Today as usual on Paddy’s Day we are at home working in the garden. We always plant some of our potatoes on this day. Ratte is the one we are planting today. Ratte is a lovely chestnut flavoured potato apparently much regarded by French chefs.
Best wishes to you all on this St. Patrick’s Day. Have a happy day!
A few days ago I was on the way to visit a friend when I decided to take a detour by Lough Gara. It was a day of very low cloud which meant everything was very still and quiet.
It was hard to tell where the sky ended and the water began.
Apart from an occasional car passing by and a few ducks quacking as they flew away the silence was beautiful. How often do we immerse ourselves in total silence these days. So soothing…
Seeing a little lane off the car parking area I decided to explore a bit further.
Soon my little adventure turned into a disturbing discovery. As I walked… an old TV…
beer bottles and cans littered the lovely Hazel and Birch woodland.
It saddens me to see our places of beauty ruined like this. Sad that people who are drawn here cannot take away their rubbish. They come for the solitude and beauty and destroy it with remnants of their enjoyment. Thoughtless!

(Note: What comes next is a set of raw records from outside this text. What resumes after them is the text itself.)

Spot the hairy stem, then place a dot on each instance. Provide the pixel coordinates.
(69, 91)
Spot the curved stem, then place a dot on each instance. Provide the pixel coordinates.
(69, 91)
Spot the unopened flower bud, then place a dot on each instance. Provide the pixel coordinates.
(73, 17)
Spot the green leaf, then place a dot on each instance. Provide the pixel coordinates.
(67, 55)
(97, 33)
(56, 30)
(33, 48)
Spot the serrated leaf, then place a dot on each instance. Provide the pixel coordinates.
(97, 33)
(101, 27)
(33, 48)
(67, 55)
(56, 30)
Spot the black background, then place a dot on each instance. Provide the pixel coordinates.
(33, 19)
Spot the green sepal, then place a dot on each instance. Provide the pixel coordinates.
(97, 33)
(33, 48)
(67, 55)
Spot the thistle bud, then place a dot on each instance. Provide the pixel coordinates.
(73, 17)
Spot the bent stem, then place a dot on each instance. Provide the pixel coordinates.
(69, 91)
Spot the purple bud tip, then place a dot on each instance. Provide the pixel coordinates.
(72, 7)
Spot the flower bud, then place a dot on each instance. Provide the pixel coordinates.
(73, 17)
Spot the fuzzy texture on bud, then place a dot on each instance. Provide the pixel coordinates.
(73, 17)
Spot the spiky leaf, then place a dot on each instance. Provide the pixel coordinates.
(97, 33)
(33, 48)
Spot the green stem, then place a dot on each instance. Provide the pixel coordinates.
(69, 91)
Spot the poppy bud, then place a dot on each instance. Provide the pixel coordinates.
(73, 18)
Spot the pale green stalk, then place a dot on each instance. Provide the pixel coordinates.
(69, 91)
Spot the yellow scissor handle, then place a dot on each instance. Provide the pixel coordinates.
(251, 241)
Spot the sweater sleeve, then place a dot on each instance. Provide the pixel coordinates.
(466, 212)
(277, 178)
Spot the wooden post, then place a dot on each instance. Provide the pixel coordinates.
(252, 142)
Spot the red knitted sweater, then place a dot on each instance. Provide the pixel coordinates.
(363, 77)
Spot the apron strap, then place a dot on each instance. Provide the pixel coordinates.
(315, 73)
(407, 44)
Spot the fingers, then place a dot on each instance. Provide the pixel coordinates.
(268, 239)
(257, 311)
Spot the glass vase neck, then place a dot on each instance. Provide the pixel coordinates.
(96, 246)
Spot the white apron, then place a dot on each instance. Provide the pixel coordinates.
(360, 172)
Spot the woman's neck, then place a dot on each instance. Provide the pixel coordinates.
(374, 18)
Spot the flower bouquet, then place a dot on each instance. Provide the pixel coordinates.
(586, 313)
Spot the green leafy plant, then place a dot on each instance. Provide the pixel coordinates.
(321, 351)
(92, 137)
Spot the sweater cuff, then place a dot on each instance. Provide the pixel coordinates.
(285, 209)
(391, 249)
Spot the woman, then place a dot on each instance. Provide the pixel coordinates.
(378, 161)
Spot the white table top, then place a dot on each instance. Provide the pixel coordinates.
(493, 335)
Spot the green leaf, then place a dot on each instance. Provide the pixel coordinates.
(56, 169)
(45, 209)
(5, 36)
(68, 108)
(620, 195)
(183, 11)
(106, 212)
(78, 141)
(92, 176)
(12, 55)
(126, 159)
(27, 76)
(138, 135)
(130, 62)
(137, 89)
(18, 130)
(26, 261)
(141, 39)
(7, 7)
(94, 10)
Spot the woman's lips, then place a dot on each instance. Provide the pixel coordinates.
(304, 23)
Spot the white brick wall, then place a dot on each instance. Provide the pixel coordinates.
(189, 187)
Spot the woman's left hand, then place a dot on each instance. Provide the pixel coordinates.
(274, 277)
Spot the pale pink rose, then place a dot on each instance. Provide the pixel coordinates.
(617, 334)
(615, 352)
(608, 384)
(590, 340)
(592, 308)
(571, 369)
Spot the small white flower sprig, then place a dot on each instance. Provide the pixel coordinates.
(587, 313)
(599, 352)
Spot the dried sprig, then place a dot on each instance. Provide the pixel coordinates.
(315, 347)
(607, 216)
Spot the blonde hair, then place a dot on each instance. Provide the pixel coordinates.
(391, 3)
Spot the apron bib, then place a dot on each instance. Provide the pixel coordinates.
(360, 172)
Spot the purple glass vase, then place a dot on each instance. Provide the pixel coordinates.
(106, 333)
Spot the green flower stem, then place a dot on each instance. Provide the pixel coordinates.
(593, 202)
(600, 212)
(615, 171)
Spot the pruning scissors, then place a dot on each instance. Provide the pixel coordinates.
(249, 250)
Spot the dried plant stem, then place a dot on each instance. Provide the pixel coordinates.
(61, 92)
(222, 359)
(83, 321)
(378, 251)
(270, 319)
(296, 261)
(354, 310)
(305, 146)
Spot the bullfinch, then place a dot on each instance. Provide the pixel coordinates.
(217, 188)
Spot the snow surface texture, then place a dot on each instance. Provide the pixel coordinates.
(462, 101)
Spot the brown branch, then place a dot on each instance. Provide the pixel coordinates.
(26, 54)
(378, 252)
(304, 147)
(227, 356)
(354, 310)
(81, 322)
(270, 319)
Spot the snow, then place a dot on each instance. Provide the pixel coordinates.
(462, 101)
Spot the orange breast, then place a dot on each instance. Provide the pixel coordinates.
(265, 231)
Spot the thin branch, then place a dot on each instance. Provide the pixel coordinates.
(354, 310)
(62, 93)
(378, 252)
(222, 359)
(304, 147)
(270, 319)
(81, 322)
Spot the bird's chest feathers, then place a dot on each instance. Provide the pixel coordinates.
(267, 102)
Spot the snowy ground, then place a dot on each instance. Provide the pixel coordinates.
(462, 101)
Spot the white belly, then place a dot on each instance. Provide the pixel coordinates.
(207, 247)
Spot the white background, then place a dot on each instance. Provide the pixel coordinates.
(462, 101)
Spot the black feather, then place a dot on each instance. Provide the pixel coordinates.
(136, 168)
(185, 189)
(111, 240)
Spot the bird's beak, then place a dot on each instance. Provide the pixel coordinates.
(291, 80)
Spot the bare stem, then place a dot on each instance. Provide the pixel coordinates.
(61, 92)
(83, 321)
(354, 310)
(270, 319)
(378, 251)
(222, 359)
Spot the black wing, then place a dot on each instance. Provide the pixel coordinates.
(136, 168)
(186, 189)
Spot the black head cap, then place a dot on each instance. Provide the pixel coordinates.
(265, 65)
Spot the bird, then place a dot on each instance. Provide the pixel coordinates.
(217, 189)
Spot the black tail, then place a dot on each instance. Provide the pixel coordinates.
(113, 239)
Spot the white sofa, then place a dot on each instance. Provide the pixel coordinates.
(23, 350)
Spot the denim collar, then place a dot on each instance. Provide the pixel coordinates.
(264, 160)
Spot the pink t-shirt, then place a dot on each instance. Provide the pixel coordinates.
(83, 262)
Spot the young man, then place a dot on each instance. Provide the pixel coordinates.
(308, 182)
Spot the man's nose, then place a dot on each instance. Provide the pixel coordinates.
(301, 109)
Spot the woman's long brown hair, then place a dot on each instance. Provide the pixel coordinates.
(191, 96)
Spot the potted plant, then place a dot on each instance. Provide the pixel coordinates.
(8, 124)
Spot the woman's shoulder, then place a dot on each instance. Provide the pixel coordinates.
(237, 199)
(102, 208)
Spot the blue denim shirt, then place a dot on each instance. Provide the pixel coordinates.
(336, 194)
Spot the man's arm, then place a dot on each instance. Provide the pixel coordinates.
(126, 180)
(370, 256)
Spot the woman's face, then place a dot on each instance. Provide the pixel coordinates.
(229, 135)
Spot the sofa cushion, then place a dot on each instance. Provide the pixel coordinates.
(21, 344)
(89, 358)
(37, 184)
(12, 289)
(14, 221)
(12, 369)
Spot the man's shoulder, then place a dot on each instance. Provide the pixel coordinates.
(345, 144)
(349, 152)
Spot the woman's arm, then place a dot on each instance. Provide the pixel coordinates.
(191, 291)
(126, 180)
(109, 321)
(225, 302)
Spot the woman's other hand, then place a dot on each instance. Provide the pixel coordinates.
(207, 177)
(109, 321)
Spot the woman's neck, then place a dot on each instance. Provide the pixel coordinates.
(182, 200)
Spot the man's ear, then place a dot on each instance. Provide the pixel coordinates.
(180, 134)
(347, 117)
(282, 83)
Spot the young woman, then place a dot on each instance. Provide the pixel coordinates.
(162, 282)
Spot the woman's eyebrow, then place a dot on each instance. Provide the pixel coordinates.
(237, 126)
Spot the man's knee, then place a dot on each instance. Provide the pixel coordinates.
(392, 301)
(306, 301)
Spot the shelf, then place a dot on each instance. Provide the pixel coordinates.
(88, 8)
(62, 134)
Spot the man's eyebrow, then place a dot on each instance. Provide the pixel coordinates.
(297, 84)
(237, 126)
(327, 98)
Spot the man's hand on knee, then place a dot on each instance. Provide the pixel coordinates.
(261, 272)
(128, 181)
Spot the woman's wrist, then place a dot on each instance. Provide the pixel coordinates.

The sad thing about this is that we now have plentiful recycling centres throughout the country. All electrical goods can be recycled free as can glass. Metal and other reusables can be taken to recycling centres where for the small sum of €3.50 one can get rid of a car load. Sometimes I despair of people…
Before leaving I walked again by the lakeside just to lift my mood and reabsorb the positive vibes of the place. Next time I shall bring a bag and take away some of the rubbish.
This is a pile of twigs! Before your very eyes it will turn into a Scoodoo. If you want to know more about the tree spirits that are Scoodoos go to http://www.scoodoos.com. Under the tutelage of Ciaran Burke and his wife Hanna from Kilmovee, Co. Mayo we made our very own Scoodoo to go in the garden.
First you get some fresh branches or long twigs. Don’t use dried out stuff as it will be too brittle. The longer the branches the bigger your Scoodoo will be. So….take some branches and start putting them into a tall 2 litre pot.
Keep on adding branches until the pot is full.
Then take a roll of florist’s wire…attach it securely close to the base of one of the branches.
As you go up and around the branches start pulling the whole thing together with the wire. That’s Ciaran on the left helping Andy with our Scoodoo.
As you get towards the end it will taper off to form a “nose.” Secure the wire well and there you have it…
your very own Scoodoo. Well actually this one is ours but you know what I mean!
Each one is different. These 2 ladies made a skinnier one with a long nose. As we all chatted the lady in blue revealed that she was a follower of my blog. I was chuffed!
Voila! The finished Scoodoo.
This is our Scoodoo relaxing at home in the conservatory. A condition of having a Scoodoo is that it is given a name ending in oo. Meet Woowoo who in the next few days will be allocated a space in our garden where Woowoo’s spirit will protect all the trees. Do you fancy a Scoodoo in your garden? Easy to make. Go on…I dare you.
To secure it in the garden just bang a stake into the earth and then slip your Scoodoo over it. Finito!
What is it about Swans that we find so appealing? Their noble air and graceful movement enchant us.
To the Druids the Swan was said to represent the soul. It is said that they performed their rituals standing under an Oak tree clothed in a pure white cloak…the cloak being made from the skin and feathers of Swans. Their whiteness symbolising purity and perfection.
Swans are said to mate for life and there is an old superstition that if you sow a Swan’s feather into your husband’s pillow it will ensure fidelity.
“It doesn’t matter if you’re born in a duck yard, so long as you are hatched from a Swan’s egg.” Hans Christian Anderson.
Yesterday was the start of National Tree Week in Ireland. To mark the day we went to Knockranny Woods just outside Keadue village. Sadly on this occasion Bards in the Woods were a small group but that made it none less the enjoyable.
The flooding from the wettest February on record has not yet receded here.
No walking on the shore line today.
Within the forest the stony paths were nice and dry making for a pleasant stroll amongst the trees.
We spent some time at this clearing where stands my favourite tree in this forest…a majestic Beech.
Nearby is another Beech of similar size but somehow I feel more drawn to the other tree. It always catches my eye and demands my attention.
Looking across Lough Meelagh to Kilronan Mountain where the wind turbines turn slowly in the breeze. Our old place in Arigna lies in the valley beyond the mountain. We could see these turbines from our backyard when we lived there. Just over a year since we moved but somehow it seems longer.
As evening started to draw in we had a cup of tea and a chat at the picnic table here looking onto the lake. A lovely end to the afternoon.